Ce souci du détail dans les nouvelles, couplé avec l'art de l'ellipse dans les Fragments et entre les nouvelles, fonctionne bien. Mais cela peut lasser aussi. Dans la dernière nouvelles où deux rejetons de Yog-Sothoth vont de Suède en Roumanie chercher leur Grand-Mère et la ramènent ne nous épargne aucun détail de la route, des stations-service, etc. J'ai trouvé cela un peu longuet. Même si j'ai bien compris qu'il s'agissait de construire la nouvelle comme s'il s'agissait d'une incantation, je suis resté un peu à quai. Cette nouvelle a quand même été primée.

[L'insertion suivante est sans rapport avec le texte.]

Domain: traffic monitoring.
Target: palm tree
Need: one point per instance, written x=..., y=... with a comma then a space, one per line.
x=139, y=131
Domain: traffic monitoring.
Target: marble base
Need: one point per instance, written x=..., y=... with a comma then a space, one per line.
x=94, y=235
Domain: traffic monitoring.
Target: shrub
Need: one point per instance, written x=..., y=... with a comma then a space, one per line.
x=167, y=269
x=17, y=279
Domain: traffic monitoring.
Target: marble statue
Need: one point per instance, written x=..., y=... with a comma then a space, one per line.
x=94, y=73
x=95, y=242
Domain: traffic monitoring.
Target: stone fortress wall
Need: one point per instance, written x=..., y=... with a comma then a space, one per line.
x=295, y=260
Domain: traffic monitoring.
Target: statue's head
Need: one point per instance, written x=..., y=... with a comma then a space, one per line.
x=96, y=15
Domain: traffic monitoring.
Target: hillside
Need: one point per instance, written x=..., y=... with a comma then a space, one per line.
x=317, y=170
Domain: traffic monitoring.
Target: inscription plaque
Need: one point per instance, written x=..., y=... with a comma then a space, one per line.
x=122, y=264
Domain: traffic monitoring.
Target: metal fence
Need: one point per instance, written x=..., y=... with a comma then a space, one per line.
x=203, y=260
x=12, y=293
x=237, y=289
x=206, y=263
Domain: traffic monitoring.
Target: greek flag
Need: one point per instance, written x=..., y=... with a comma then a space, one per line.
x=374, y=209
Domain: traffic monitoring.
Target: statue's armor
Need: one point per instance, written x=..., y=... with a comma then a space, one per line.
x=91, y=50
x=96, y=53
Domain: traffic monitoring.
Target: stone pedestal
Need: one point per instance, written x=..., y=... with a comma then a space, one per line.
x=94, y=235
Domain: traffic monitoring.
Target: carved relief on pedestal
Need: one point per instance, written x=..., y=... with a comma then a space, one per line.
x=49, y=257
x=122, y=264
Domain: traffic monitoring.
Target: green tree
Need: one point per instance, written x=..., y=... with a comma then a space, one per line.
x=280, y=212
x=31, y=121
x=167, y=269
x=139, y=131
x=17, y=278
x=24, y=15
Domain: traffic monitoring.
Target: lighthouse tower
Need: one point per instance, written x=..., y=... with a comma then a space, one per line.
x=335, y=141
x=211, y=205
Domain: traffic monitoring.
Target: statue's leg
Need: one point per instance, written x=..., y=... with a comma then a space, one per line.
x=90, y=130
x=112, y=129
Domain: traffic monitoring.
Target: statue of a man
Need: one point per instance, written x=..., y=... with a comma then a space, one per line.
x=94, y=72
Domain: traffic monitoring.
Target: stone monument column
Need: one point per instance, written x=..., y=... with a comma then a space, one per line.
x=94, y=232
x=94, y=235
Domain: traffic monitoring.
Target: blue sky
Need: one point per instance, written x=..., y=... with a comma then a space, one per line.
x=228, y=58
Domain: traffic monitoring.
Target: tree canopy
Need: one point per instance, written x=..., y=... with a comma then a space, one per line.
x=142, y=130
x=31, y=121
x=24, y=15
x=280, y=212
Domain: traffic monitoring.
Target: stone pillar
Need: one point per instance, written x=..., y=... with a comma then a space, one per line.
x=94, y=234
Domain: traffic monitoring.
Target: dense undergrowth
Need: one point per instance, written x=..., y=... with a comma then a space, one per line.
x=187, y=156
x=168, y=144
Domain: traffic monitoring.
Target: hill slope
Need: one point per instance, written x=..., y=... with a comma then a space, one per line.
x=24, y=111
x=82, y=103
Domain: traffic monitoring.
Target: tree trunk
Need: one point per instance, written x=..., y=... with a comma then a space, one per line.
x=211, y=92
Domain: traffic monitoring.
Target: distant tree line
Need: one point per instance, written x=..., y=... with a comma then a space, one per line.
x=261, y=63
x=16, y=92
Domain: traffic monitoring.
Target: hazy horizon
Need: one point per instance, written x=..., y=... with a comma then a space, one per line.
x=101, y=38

On a parfois l'impression que si Fager estime qu'il faut dix minutes pour trancher une tête, il va écrire la scène de telle manière que cela prendra dix minutes au lecteur pour la lire...
Mais Fager peut aussi jouer le registre de la poésie. Dans la nouvelle éponyme, il y a de nombreuses images poético-macabres sur le jaune et sur les mouvements de My, la galeriste devenue
la reine en jaune...
La première nouvelle est un choc, avec cette galeriste dépourvue de scrupules et qui veut créer de l'art éphémère, basé sur l'effroi et l'instantané. On se dit qu'il y a un message social... et puis les nouvelles suivantes diluent cette impression. Pour moi, Cérémonies, la nouvelle se déroulant dans une maison de repos où les pensionnaires se livrent à de macabres et sanglants rituels est encore meilleure, et le summum est atteint dans la troisième nouvelle où une opération commando sur une petite île scandinave fait long feu. Humour, dérision, cynisme, tout cela fait aussi partie de la panoplie de Fager.
A mon avis, l'écriture n'est effectivement pas sans rappeler
Ellroy. le récit est plus important que la manière d'y arriver, mais le style contribue à l'effet produit. Tous les effets pompiers, les redites, les lenteurs de
Lovecraft (qui m'avaient éloigné de l'oeuvre) ont disparu et laissent la place à l'horreur, mais celle-ci prend place dans la tête du lecteur, pas sur le papier. C'est bien vu. Et si on regarde toute la production en suédois de Fager, on se dit que l'on va encore entendre parler de lui longtemps. Tant mieux.